DEBATE SOBRE O ABORTO
1) Reacendeu-se, na sociedade portuguesa, o debate sobre o aborto.
Embora, à primeira vista, possa parecer extemporâneo e com algum
aproveitamento político, este debate é uma ocasião propícia para
esclarecer ideias e aprofundar as questões.
De todos os quadrantes afirma-se que é uma questão de consciência. E
está certo. Em tudo, é preciso agir em consciência. Só que para um
católico, inclusive político, a consciência tem de ser formada à luz
do ensinamento da Igreja, que importa, neste momento, explicitar.
A posição da Igreja é clara, como foi reafirmado ainda recentemente
pelo Secretariado Permanente da CEP, a propósito da
instrumentalização das declarações do Bispo do Porto. A Igreja
opõe-se, seja ao aborto, como à sua despenalização, não sendo de sua
competência determinar a pena, na ordem jurídica civil.
2) O sentido da argumentação de fundo da Igreja é este: o fruto da
concepção é um novo ser humano, que iniciou a sua própria
existência. Precisa ser defendido, tanto mais quanto, no caso do
aborto, é uma vítima inocente e indefesa. Um Estado de Direito tem
de tutelar a vida, desde o começo até ao seu termo, com leis
apropriadas.
“A Igreja opõe-se a todas as tentativas legais ditas de
‘despenalização’ do aborto, não porque queira acentuar a pena, mas
porque todas elas supõem a legitimação da prática do aborto, que
passe a constituir um direito da mulher grávida, com intervenção
activa das estruturas de saúde pública. Mesmo quando o aborto se
torna permitido, como nos casos previstos na lei actualmente em
vigor, do ponto de vista religioso e na ordem canónica, o aborto
continua a ser uma desordem moral. Nenhuma lei civil pode alterar a
verdade fundamental do carácter inviolável da vida humana, como
dever moral grave, já expresso no 5º Mandamento do Decálogo” (CEP,
2003/12/16).
O aborto é uma medida drástica, que não pode ser aceite, como método
de contracepção, porque elimina uma vida.
Diz-se: “A mulher é dona do seu corpo”. Mas o ser concebido não é o
seu corpo; é outro corpo e outro ser. Não se podem resolver os
problemas complicados, em que pode vir a encontrar-se uma mulher
grávida, à custa de outra vida.
3) Na cultura actual há tanta sensibilidade – e isso é sinal de
avanço da civilização – na defesa da natureza e dos animais, na
protecção das crianças, em relação aos crimes de abuso sexual. E os
nascituros, quem os defende?
Isto não é uma questão religiosa. É uma questão de humanidade. A
Igreja não faz outra coisa senão reforçar uma posição da razão
humana, iluminando-a com a luz da Revelação Divina.

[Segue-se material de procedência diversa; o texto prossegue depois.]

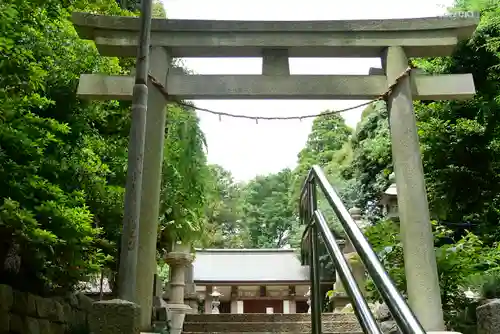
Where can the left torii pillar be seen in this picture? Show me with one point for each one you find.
(159, 64)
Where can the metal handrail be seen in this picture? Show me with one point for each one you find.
(401, 312)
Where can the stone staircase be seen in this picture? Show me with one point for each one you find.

O que não significa insensibilidade relativamente ao drama das
mulheres, que se vêem forçadas a recorrer ao aborto, como foi
expresso pelo Bispo do Porto. Não basta condenar e penalizar o
aborto. Urge criar condições, para que ele não aconteça. São
precisas medidas políticas de apoio à família, à mulher grávida e às
crianças. Importa agir e legislar em favor da vida.
4) Falando da participação dos católicos na vida política, esclarece
a Sagrada Congregação para a Doutrina da Fé, citando João Paulo II:
“Quantos se encontram directamente empenhados nas esferas da
representação legislativa, têm a “clara obrigação de se opôr” a
qualquer lei, que represente um atentado à vida humana. Para eles,
como para todo o católico, vale a impossibilidade de participar em
campanhas de opinião em favor de semelhantes leis, não sendo a
ninguém consentido apoiá-las com o próprio voto... (cf. Evangelium
Vitae, n. 73).
“A consciência cristã bem formada não permite a ninguém favorecer
com o seu voto a realização de um programa político ou até de uma
única lei, em que os conteúdos fundamentais da fé e da moral estejam
subvertidos pela apresentação de propostas alternativas ou
contrárias a tais conteúdos.” (Congregação para a Doutrina da Fé,
Católicos na vida Política, 2003, n.º 4).
Daqui a grande responsabilidade dos católicos, inclusive políticos,
quando a acção política é confrontada com princípios morais
irrenunciáveis, como é o caso do aborto e da sua despenalização.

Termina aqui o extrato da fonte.